Industrial-Organizational Psychology Degrees

What Is Industrial-Organizational Psychology?

Industrial and organizational psychology is the scientific study of human behavior in the workplace and applies psychological theories and principles to organizations. Industrial-Organizational Psychologists are trained in the scientist-practitioner model.

Types of Industrial-Organizational Psychology Degrees

There are many types of degrees available. A Bachelor’s is available in Introduction to Psychology, Research Methods, Social Psychology, Industrial-Organizational Psychology, Cognitive Psychology and Assessment and Testing. Master’s are available in Research Methods and Data Analysis, Employee Selection and Placement, Performance Evaluation, Work Motivation and Attitudes. Doctorate and Doctor of Psychology Degrees can also be obtained in Industrial-Organizational Psychology.

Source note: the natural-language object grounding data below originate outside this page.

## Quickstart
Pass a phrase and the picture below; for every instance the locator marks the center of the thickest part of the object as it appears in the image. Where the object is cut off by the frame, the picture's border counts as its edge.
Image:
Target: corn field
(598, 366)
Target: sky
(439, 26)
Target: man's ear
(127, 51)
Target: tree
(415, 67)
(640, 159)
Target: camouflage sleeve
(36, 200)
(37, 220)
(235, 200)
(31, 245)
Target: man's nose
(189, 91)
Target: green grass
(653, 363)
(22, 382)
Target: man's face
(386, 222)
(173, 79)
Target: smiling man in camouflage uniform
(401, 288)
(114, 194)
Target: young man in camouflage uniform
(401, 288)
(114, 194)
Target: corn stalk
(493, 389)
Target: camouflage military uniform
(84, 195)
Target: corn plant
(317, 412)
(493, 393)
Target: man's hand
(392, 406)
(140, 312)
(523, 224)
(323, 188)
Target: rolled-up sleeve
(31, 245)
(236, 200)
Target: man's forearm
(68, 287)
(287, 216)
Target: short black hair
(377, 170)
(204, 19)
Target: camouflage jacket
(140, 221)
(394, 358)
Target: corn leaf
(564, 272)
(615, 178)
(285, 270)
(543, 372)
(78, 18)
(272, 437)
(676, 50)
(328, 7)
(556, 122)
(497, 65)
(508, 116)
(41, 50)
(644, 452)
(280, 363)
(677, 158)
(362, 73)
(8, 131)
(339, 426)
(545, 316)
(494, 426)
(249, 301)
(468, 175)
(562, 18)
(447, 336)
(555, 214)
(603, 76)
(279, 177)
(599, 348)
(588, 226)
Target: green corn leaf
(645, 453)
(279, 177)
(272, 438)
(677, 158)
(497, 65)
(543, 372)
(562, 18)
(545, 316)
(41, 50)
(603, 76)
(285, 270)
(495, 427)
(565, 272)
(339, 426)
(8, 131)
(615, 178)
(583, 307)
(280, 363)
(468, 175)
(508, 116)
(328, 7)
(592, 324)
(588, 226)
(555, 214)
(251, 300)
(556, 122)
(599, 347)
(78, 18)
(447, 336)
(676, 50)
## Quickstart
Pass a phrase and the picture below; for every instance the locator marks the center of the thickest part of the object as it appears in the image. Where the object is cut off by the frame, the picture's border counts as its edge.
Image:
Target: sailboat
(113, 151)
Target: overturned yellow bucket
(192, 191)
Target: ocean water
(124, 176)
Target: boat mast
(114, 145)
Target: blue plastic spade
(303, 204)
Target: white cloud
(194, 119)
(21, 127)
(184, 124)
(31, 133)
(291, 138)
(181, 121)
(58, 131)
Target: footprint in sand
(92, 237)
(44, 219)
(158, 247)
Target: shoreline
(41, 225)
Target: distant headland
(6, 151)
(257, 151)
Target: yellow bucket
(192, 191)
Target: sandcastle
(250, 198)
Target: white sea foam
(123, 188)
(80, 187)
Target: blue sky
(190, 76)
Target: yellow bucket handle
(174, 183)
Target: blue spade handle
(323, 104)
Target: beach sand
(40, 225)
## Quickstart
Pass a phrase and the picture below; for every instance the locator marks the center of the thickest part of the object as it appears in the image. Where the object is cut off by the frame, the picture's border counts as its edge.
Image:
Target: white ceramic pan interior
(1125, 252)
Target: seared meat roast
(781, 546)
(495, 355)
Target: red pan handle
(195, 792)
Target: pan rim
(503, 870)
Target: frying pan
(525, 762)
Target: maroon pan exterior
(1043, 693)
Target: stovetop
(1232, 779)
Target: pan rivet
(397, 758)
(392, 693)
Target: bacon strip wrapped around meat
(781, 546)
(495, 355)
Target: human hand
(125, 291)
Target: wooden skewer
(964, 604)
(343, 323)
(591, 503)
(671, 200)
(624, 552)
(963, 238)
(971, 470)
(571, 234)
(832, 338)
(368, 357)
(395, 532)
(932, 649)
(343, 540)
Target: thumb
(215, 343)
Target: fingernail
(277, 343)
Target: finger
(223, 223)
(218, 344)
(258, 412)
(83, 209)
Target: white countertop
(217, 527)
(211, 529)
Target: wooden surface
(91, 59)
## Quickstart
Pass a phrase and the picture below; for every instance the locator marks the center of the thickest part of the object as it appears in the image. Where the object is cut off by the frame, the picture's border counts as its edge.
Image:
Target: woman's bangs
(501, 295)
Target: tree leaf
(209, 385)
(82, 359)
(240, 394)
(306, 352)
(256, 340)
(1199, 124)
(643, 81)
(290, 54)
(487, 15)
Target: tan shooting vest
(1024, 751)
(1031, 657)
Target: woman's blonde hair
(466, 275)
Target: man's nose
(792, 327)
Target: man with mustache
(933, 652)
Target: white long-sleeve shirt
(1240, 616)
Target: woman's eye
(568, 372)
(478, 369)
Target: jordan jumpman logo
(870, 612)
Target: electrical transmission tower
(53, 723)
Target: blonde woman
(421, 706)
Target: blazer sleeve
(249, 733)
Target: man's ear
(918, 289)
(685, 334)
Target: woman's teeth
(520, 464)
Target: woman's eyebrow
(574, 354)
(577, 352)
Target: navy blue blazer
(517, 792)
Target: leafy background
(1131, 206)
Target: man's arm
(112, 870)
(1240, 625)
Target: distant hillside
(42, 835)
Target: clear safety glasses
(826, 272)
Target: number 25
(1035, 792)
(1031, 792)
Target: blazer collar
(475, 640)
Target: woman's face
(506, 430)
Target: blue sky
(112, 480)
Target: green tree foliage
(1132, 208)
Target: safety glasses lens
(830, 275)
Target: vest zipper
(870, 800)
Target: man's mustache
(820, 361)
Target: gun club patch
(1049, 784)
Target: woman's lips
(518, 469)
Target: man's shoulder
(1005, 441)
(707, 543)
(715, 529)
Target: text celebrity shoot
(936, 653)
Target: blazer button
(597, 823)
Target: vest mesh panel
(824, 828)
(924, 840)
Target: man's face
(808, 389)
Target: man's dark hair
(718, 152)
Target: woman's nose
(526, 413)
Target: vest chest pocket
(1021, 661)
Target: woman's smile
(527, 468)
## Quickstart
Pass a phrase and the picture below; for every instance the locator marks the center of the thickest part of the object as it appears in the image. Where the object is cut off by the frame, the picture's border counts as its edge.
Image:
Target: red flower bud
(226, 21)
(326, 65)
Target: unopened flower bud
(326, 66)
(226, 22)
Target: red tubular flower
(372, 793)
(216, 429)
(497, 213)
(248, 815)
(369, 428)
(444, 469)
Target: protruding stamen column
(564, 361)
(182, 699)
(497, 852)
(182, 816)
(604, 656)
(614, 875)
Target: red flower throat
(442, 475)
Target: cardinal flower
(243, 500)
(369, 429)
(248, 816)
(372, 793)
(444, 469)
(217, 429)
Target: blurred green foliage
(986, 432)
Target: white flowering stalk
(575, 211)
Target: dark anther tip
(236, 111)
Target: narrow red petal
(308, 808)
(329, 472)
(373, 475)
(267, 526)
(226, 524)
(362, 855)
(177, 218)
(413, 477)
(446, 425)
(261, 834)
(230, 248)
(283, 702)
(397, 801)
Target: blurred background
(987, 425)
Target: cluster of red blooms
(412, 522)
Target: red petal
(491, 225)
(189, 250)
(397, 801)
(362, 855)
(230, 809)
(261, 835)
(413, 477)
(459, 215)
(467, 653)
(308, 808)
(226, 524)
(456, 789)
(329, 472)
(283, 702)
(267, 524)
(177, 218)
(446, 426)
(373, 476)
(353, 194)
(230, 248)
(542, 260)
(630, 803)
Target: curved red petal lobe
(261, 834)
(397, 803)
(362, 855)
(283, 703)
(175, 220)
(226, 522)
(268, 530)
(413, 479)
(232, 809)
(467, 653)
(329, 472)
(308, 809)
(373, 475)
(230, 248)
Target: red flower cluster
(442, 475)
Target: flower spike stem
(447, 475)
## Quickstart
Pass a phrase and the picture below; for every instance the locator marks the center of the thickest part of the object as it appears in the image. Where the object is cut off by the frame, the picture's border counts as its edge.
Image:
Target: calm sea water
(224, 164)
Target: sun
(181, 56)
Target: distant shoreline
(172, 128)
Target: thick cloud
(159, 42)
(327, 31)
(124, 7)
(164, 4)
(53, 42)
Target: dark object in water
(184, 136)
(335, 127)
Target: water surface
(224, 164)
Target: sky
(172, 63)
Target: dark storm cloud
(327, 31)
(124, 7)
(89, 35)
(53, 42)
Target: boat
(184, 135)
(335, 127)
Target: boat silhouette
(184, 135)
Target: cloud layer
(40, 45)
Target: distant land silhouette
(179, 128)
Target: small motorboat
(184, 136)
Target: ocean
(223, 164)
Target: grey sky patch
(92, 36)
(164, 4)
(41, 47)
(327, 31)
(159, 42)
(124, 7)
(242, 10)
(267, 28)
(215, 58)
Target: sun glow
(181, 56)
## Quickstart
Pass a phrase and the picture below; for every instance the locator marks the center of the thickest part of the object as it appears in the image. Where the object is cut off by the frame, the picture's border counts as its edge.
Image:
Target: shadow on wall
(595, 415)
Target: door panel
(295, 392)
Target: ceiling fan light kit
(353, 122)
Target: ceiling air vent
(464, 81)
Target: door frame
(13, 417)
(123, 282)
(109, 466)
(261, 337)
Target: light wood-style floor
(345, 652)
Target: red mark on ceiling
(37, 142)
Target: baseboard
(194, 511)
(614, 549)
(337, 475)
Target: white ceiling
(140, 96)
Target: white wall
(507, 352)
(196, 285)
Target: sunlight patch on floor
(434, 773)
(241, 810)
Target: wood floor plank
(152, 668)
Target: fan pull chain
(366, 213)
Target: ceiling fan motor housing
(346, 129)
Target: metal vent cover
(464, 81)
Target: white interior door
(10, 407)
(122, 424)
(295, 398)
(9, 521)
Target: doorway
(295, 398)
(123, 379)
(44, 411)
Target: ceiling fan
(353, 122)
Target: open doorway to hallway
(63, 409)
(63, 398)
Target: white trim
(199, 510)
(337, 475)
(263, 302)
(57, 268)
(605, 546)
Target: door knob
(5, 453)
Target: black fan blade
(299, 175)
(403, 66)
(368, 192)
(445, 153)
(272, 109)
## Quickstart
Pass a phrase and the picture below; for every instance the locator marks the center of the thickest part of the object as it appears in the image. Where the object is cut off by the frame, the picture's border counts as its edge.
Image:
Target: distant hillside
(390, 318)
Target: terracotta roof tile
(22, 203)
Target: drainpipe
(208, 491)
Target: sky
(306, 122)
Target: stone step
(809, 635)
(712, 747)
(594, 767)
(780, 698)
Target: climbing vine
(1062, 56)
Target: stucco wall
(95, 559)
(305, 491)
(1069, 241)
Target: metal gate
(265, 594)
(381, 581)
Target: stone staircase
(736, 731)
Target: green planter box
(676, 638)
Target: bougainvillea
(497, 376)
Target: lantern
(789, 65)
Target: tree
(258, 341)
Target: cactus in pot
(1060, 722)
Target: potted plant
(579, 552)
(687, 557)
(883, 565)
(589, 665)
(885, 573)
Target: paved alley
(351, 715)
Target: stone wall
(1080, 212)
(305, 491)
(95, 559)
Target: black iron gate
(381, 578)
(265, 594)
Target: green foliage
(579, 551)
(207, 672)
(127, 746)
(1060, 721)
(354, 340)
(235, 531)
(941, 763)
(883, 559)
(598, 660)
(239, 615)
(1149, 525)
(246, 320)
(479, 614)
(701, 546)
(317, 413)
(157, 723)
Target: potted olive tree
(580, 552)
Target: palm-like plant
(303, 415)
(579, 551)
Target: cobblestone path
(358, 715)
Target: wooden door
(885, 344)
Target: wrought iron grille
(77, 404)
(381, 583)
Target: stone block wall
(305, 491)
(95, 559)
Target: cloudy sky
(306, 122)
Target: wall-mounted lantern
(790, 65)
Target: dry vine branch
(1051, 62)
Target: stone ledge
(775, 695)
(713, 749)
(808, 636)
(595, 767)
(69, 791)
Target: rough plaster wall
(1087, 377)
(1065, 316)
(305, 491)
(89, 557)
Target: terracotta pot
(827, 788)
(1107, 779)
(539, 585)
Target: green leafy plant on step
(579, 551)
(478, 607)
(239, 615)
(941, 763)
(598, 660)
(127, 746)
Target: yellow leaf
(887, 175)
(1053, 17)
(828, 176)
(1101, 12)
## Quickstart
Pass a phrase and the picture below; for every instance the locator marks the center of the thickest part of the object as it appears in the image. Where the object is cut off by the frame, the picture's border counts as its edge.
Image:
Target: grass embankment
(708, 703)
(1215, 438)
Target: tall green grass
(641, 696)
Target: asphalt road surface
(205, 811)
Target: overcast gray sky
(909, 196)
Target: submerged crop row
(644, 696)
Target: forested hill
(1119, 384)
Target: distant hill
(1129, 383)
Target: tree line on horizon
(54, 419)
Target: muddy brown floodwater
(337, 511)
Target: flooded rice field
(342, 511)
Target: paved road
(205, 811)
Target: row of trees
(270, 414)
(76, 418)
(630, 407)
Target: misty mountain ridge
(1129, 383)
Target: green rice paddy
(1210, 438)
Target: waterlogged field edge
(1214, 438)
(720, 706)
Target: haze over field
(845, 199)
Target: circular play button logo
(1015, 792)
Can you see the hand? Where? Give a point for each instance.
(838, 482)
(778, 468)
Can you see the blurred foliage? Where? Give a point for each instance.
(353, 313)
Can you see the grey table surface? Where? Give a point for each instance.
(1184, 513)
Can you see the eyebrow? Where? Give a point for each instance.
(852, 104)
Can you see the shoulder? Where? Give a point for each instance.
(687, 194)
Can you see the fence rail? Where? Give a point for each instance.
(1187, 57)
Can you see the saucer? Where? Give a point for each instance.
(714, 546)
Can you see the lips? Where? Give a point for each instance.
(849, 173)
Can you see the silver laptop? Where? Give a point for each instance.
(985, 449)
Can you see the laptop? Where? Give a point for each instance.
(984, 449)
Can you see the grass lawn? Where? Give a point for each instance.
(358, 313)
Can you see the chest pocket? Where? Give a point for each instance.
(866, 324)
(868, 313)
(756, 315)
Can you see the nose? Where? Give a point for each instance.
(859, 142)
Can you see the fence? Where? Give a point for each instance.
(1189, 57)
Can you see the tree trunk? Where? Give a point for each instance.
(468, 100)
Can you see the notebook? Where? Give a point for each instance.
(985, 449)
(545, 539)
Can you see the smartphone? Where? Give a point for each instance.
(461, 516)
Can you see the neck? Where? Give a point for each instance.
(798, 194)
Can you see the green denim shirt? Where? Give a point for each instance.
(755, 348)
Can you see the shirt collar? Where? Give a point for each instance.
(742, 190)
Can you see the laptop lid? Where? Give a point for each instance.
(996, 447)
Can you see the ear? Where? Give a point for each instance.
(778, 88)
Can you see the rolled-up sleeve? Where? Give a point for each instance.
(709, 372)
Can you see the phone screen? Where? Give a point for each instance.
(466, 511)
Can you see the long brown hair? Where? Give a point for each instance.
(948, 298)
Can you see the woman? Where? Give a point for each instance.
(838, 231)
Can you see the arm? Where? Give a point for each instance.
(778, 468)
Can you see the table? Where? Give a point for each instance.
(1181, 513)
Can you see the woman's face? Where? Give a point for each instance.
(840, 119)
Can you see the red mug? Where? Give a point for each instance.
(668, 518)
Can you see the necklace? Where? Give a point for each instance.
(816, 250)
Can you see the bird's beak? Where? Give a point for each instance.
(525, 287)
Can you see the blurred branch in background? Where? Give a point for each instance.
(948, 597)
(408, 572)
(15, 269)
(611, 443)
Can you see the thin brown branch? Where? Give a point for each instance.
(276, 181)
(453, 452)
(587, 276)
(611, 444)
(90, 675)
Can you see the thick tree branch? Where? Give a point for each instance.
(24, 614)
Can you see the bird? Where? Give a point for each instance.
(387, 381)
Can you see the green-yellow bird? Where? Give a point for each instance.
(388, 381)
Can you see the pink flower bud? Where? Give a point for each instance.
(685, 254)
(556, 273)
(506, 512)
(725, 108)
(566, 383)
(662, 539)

Job Description: Industrial-Organizational Psychologist

Like all of the psychological disciplines, Industrial-Organizational Psychology is a diverse field with opportunities in several different areas. Many work in the business sector in positions dealing with worker productivity, employee training, assessment and Human Resources. Others work in research or academic positions. Specific specialty areas include human-computer interaction and human factors. Consulting opportunities are also available for those who are more experienced.

Typical Salaries of Industrial-Organizational Psychologists

Industrial-Occupational Psychologists salaries vary considerably depending on such factors as the type of degree held and the type of employer or workplace. According to the Society for Industrial and Organizational Psychology (SIOP), the average starting salary for a Mater’s Degree graduate is $64,000, and $78,000 for a PhD graduate. University Professors earn about $103,000 compared to those in the private sector who make around $100,000 National Estimates for Industrial Occupational Psychologists: Median average pay in 2012 was $87,960 per year with a median hourly wage of $42.29 an hour, Entry level education is a Master’s degree, The number of jobs in 2012 was 1,040.

Pros and Cons of Earning an Industrial-Organizational Psychology Degree

Pros: Fair number of career opportunities with a Master’s Degree, diverse career paths, and opportunities for self-employment. Cons: Clients and projects change often, research can often be tedious with burnout a danger, and many positions require a doctoral degree.